Discussion
HCWs may be exposed to SARS-CoV-2 from contacts in the community, from contacts with other HCWs, and from contacts with patients. In this study, we developed a mathematical model to evaluate the relative magnitudes of these risks, based on data collected during the second wave of the SARS-CoV-2 pandemic in the UK (Nov 2020–Jan 2021).
Whilst using FRSMs, the majority of infections among HCWs working on red wards could be attributed to direct exposure to patients with COVID-19. In contrast, the majority of infections among HCWs working on green wards arose from the community. After the change in RPE, cases attributed to ward-based exposure fell significantly, with FFP3 respirators providing 31-100% protection (and most likely 100%) against infection from patients with COVID-19. In keeping with previous observations [9-11], our findings therefore suggest that the use of FRSMs as RPE was insufficient to protect HCWs against infection from patients with COVID-19. Conversely, excess infections amongst HCWs caring for patients with COVID-19 may be prevented by the use of FFP3 respirators, in combination with other PPE and infection control measures.
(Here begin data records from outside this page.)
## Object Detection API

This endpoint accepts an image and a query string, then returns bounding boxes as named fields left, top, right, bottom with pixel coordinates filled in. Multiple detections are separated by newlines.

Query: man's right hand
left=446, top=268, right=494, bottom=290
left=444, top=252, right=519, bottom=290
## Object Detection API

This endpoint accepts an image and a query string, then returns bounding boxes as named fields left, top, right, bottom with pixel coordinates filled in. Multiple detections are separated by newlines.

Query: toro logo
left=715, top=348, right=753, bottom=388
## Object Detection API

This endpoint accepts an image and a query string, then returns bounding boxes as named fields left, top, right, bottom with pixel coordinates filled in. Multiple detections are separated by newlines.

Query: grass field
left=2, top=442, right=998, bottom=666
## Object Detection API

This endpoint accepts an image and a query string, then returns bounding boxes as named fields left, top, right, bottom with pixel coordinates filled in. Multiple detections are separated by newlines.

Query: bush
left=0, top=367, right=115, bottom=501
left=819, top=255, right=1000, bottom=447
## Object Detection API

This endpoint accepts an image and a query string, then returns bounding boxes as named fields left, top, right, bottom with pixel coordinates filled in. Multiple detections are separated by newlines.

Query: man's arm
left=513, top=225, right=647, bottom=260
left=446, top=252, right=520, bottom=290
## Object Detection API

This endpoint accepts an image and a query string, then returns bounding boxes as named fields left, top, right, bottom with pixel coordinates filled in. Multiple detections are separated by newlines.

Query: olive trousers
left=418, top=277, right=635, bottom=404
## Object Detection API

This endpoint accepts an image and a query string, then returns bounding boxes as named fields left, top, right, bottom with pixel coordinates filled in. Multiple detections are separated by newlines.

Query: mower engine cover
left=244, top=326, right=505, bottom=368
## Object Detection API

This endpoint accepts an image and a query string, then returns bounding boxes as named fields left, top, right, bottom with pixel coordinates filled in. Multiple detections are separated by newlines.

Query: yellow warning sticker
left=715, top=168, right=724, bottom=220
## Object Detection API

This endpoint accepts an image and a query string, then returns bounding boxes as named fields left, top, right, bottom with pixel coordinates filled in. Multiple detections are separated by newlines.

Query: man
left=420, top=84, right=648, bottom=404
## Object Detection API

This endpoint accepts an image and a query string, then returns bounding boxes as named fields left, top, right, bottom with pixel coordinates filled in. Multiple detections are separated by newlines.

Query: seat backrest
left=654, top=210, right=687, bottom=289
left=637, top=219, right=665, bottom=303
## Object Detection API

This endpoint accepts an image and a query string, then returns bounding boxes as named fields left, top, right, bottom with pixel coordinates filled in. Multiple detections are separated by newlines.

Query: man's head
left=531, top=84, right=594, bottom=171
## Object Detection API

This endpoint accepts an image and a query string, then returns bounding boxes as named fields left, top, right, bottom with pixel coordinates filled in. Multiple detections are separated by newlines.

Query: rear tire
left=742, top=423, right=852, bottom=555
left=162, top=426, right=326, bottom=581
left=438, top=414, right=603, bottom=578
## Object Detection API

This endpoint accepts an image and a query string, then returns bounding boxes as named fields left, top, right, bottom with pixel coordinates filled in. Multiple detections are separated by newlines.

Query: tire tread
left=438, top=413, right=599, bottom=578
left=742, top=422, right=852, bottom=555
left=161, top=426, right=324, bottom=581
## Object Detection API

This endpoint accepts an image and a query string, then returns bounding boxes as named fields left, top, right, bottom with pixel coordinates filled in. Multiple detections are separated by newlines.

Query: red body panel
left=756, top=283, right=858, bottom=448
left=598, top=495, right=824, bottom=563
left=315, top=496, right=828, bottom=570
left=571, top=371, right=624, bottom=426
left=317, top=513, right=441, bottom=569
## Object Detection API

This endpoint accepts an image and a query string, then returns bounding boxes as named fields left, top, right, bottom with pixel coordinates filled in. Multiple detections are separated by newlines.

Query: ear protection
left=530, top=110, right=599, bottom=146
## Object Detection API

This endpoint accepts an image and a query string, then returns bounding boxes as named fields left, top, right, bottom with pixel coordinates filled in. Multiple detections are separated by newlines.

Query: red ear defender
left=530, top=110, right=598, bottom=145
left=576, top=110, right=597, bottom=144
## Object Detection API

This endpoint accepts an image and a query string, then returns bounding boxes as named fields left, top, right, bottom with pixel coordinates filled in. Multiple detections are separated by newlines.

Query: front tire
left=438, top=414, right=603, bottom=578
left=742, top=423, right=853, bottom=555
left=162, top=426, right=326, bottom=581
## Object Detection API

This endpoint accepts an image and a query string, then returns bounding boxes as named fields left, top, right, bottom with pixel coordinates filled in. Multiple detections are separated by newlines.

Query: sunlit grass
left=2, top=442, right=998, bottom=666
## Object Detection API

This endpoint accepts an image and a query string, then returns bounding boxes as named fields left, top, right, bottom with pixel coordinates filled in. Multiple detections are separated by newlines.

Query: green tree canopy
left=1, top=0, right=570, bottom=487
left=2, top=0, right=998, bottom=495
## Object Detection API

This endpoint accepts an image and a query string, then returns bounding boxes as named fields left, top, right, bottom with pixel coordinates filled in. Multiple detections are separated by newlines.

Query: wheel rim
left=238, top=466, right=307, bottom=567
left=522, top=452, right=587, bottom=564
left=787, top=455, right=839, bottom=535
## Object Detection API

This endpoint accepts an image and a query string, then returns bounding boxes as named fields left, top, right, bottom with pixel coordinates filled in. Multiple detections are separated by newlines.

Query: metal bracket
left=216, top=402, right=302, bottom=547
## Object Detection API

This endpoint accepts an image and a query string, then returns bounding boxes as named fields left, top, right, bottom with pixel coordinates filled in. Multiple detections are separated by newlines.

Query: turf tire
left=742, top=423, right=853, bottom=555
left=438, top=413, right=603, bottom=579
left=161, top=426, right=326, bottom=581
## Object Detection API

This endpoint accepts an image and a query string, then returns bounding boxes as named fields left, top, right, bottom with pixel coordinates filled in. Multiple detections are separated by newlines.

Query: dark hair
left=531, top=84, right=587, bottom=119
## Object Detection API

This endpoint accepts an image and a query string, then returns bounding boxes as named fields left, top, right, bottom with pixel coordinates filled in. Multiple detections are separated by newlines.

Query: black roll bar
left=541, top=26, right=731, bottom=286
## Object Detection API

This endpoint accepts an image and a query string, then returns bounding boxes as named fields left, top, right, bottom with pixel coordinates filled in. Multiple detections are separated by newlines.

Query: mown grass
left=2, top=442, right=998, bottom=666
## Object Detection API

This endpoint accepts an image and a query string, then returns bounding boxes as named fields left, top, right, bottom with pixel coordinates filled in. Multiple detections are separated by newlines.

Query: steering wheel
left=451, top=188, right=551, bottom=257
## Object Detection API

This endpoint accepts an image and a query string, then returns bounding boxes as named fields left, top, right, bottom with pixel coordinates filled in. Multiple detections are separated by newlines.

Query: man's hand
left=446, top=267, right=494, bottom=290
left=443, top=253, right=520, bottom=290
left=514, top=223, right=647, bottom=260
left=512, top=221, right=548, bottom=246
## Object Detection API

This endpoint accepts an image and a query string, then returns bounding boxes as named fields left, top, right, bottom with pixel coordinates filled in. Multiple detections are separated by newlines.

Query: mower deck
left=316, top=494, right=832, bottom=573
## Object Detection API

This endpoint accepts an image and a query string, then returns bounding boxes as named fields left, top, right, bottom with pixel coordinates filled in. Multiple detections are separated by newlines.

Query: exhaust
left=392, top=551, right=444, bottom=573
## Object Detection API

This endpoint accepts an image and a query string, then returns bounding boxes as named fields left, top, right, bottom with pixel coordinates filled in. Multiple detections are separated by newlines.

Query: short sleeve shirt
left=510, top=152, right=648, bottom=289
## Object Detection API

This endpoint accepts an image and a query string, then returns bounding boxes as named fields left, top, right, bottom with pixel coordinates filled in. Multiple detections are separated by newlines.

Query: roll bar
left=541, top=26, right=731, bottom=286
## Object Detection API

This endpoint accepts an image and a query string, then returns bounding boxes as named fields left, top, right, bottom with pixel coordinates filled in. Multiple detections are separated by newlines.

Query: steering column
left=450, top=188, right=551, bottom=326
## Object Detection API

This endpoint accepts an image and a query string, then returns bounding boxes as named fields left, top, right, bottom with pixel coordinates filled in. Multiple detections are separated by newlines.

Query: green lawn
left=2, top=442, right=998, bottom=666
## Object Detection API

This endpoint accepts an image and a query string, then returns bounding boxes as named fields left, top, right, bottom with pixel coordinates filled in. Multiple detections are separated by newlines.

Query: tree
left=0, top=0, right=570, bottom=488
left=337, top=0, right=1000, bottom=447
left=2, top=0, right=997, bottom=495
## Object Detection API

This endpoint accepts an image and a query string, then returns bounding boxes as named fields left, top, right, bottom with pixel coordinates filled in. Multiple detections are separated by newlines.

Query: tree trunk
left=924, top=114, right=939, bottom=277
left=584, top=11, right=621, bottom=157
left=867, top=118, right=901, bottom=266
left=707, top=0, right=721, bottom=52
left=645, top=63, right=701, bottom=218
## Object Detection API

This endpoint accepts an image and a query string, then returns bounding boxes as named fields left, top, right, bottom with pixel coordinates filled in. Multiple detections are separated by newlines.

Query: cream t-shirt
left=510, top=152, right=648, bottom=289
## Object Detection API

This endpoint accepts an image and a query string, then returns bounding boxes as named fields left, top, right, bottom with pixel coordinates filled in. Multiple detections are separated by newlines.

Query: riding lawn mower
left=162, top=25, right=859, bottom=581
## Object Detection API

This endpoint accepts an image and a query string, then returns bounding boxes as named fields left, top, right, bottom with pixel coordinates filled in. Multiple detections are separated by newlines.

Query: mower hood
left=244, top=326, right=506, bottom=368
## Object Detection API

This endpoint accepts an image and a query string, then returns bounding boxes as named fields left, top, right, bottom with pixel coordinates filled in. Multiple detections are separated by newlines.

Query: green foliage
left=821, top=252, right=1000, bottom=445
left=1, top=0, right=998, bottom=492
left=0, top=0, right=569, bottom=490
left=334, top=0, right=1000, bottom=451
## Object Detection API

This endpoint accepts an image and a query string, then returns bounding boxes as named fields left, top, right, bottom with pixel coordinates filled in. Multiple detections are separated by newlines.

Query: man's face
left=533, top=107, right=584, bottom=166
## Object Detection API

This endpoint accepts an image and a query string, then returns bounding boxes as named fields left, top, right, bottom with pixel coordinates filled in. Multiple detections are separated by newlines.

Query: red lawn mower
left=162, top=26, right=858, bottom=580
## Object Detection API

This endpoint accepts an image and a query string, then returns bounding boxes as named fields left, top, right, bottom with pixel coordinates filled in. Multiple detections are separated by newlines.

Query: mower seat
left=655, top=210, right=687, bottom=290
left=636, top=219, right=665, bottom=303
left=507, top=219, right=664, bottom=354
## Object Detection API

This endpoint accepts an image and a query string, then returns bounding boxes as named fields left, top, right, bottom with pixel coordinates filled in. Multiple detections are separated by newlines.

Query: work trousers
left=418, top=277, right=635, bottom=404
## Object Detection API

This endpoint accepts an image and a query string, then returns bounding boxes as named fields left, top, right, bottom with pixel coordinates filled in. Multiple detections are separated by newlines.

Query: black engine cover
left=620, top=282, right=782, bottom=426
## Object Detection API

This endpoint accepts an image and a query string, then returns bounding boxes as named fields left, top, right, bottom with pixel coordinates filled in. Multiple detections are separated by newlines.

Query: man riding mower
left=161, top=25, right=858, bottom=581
During the study period, the incidence of SARS-CoV-2 in England increased [17], with spread of the more transmissible B.1.1.7 variant [18]. By the ninth week of the study, 79% of cases in Cambridgeshire were caused by this variant [19]. Our observations on the use of FFP3 respirators (weeks 9-11) were therefore made at a time when the B.1.1.7 variant predominated, suggesting that they are robust to any associated increase in SARS-CoV-2 transmissibility in a hospital setting attributable to this variant.
Potential confounders of our observations, should they have changed over the course of the study, include: (a) rates of natural immunity amongst HCWs on red and green wards; however, the frequency of prior SARS-CoV-2 infections was low within CUHNFT [11]; (b) rates of vaccination of HCWs on red and green wards; however, the proportion of high-risk HCWs at CUHNFT offered vaccination prior to 08/01/21 was very low; (c) frequency of screening amongst HCWs on red and green wards; however, the proportion of cases ascertained by symptomatic testing and asymptomatic screening was similar in both settings; (d) compliance with infection control measures on red and green wards.
This observational study includes a small number of cases in a single Trust, and there may be alternative explanations for the different patterns of infection observed before and after the change in RPE. Nonetheless, our data highlight a need for further study into the appropriate level of RPE for HCWs caring for patients with COVID-19, as well as other respiratory viruses. In accordance with the precautionary principle, we propose a revision of RPE recommendations until more definitive information is available.